Dick instrumentiert und mit einer Spieldauer von 66 Minuten findet die Symphonie des jungen Wilden ihre harmonische Grundierung in der Hochromantik des 19. Jahrhunderts (Wagner, Brahms, R. Strauss), erweitert durch herb-polyphone Strukturen sowie unerwartete Einschübe atmosphärischer Strenge einer Neuen Sachlichkeit. Enders spricht vom „Wechselspiel hypertropher Chromatik und asketischer Modalität.“

Die Symphonie spiegelt vielleicht eine auseinanderdriftende Welt im Taumel von Genuss und Brutalität wider. Sie reibt sich im fragmentarischen Aufblitzen keimender Ideen mal nervös fiebriger Suche nach emotionalen Leuchttürmen. Musikalisch entspricht das Amalgam einer kontrastreichen Mischung aus plakativen, an Filmmusik erinnernden Episoden, hymnischen Fanfaren, sehnsuchtszitternden „Halbsätzen“, die sich allesamt onomatopoetisch bis abstrakt zu wahnhaften Collagen fügen, ohne sich in etwas zu lösen, geschweige denn erlösen. Der Komponist experimentiert, schachtelt und verschachtelt und scheint bisweilen selbst über seinen Mut und sein Ungestüm makaber scherzen zu wollen. Wunderbar, wie Dirigent Fabian Enders Raphaels Motivation und Erfahrungshoriziont gleichnishaft umschreibt: „In den Jahren nach dem ersten Weltkrieg komponiert der junge Raphael wie einer, der um ein zusammengestürztes Schloss wandelt, in dessen Trümmern sich viele Schätze finden. Er entdeckt und birgt sie, ohne von ihnen sein Glück zu erhoffen.“ (Zitat aus einem Interview mit dem „Orchestergraben“ vom 14.5.2025).
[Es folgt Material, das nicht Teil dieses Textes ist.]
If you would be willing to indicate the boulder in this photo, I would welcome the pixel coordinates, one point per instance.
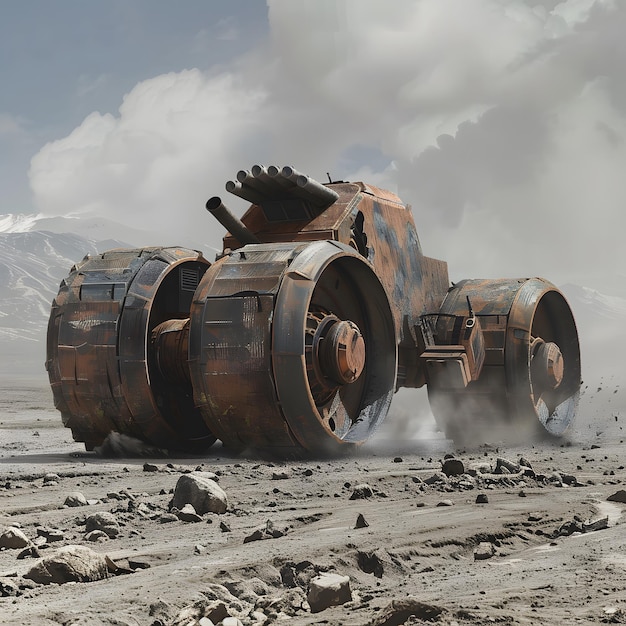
(484, 550)
(69, 564)
(399, 611)
(75, 499)
(202, 492)
(327, 590)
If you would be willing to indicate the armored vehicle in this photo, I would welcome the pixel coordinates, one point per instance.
(320, 306)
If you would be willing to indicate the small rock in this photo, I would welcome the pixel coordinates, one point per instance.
(437, 478)
(69, 564)
(197, 489)
(96, 536)
(280, 475)
(188, 514)
(29, 552)
(484, 550)
(76, 498)
(361, 522)
(370, 563)
(618, 496)
(453, 467)
(361, 492)
(400, 611)
(8, 588)
(50, 534)
(504, 466)
(104, 521)
(265, 532)
(570, 480)
(600, 524)
(327, 590)
(13, 538)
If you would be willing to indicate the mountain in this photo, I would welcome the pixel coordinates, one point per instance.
(32, 263)
(36, 253)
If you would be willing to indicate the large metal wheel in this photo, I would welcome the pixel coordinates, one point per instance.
(102, 358)
(292, 348)
(531, 378)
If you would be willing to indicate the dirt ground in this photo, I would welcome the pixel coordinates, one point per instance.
(548, 563)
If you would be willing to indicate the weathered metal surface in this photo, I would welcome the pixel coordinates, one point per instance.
(249, 361)
(99, 360)
(319, 307)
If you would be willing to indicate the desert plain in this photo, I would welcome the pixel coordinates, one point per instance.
(531, 533)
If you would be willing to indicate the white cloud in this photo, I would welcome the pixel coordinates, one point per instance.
(9, 124)
(502, 123)
(177, 138)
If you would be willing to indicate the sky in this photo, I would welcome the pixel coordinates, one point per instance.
(502, 123)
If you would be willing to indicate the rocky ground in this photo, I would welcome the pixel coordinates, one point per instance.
(405, 532)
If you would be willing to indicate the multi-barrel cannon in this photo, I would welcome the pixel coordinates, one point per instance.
(320, 306)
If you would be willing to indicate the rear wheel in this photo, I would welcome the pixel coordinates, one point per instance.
(105, 330)
(293, 348)
(529, 384)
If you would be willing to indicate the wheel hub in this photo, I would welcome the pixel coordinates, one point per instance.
(342, 352)
(335, 353)
(547, 364)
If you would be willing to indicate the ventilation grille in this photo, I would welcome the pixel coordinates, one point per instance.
(189, 279)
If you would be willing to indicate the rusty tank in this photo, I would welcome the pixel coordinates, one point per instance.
(296, 337)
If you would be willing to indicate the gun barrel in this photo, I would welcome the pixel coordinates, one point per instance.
(230, 222)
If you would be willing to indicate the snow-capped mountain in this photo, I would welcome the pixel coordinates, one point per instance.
(32, 263)
(37, 252)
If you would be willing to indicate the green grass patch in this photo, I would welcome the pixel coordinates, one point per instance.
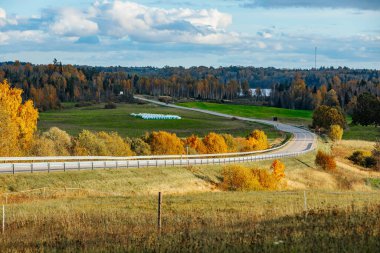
(299, 117)
(96, 118)
(374, 182)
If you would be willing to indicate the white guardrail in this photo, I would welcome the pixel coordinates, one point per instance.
(128, 163)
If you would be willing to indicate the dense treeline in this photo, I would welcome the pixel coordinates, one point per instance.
(48, 85)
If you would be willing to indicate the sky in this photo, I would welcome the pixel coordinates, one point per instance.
(260, 33)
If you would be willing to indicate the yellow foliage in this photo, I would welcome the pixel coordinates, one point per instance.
(115, 145)
(164, 143)
(240, 178)
(8, 136)
(196, 144)
(336, 132)
(24, 116)
(258, 140)
(278, 169)
(215, 143)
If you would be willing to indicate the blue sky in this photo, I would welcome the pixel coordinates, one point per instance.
(261, 33)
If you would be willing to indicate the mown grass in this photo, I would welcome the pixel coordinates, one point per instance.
(73, 120)
(299, 117)
(116, 211)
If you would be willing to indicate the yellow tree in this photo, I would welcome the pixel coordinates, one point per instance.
(164, 143)
(215, 143)
(258, 140)
(23, 116)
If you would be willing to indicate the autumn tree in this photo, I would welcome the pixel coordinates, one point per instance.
(215, 144)
(22, 115)
(164, 143)
(367, 110)
(196, 145)
(336, 132)
(258, 140)
(326, 116)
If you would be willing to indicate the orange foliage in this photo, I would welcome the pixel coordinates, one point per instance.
(325, 161)
(215, 143)
(24, 116)
(258, 140)
(278, 169)
(164, 143)
(196, 143)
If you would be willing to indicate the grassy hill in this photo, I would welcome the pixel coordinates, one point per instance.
(96, 118)
(303, 117)
(116, 210)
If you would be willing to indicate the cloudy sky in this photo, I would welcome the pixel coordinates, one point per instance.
(261, 33)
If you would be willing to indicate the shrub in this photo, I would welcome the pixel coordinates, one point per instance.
(115, 145)
(215, 143)
(230, 142)
(336, 133)
(258, 140)
(139, 146)
(326, 116)
(325, 161)
(61, 139)
(87, 143)
(195, 144)
(363, 158)
(110, 105)
(239, 178)
(164, 143)
(42, 146)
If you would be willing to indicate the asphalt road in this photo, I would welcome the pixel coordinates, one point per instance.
(303, 141)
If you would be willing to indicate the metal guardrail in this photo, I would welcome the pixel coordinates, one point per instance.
(12, 168)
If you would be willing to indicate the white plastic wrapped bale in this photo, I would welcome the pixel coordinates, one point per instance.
(152, 116)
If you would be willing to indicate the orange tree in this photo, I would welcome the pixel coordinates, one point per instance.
(215, 143)
(20, 117)
(164, 143)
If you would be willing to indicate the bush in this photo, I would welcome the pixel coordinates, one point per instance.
(83, 104)
(110, 105)
(336, 133)
(363, 158)
(164, 143)
(326, 116)
(240, 178)
(215, 144)
(325, 161)
(139, 146)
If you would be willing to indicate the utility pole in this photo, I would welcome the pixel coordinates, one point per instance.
(315, 58)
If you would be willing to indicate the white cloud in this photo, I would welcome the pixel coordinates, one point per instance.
(21, 36)
(71, 22)
(142, 23)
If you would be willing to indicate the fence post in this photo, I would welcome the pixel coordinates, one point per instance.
(159, 212)
(3, 227)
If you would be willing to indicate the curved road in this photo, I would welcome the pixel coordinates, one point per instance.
(303, 141)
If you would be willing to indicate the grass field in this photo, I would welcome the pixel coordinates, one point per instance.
(303, 117)
(95, 118)
(116, 210)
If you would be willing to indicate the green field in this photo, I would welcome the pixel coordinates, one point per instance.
(73, 120)
(116, 211)
(300, 117)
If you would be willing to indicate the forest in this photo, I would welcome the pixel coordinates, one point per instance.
(49, 85)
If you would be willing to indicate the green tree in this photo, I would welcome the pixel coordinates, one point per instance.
(367, 110)
(325, 116)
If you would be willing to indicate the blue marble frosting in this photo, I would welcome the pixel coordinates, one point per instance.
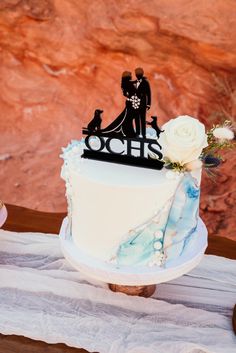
(139, 248)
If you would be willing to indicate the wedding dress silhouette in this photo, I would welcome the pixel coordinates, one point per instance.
(123, 124)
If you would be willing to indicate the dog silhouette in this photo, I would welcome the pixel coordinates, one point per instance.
(95, 123)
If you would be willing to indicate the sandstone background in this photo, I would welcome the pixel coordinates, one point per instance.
(61, 59)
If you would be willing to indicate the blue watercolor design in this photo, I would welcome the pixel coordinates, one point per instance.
(138, 249)
(183, 216)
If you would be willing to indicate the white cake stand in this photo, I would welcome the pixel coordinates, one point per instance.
(135, 280)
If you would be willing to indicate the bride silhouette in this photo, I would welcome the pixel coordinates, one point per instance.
(123, 124)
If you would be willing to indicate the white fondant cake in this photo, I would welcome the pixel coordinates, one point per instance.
(129, 215)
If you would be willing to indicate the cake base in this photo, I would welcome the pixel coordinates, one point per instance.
(139, 275)
(140, 291)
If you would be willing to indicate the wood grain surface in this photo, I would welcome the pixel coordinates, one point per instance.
(21, 219)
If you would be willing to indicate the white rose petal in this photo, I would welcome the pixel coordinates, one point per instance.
(197, 164)
(183, 139)
(223, 133)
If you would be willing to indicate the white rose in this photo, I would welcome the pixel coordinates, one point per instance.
(183, 139)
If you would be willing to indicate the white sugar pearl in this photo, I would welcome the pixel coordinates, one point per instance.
(158, 234)
(170, 175)
(168, 241)
(157, 245)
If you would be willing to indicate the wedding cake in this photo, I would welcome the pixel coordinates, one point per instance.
(127, 215)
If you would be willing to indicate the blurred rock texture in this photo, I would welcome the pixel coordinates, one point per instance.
(61, 59)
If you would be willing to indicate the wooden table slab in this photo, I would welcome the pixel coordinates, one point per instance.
(21, 219)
Der Spiritus Rector des Unterfangens, der großartig engagierte Fabian Enders, und das selbst im Analytischen und kontrapunktisch Verschrobenen (3. Satz) noch immer klangschwelgerische ORF Radio-Symphonieorchester Wien arbeiten das Schroffe und Unversöhnlich-Raue der Partitur scharf konturiert heraus, ohne den immer wieder kurz durchscheinenden Reminiszenzen an romantische Verklärung etwas von ihrer lyrischen Strahlkraft zu nehmen.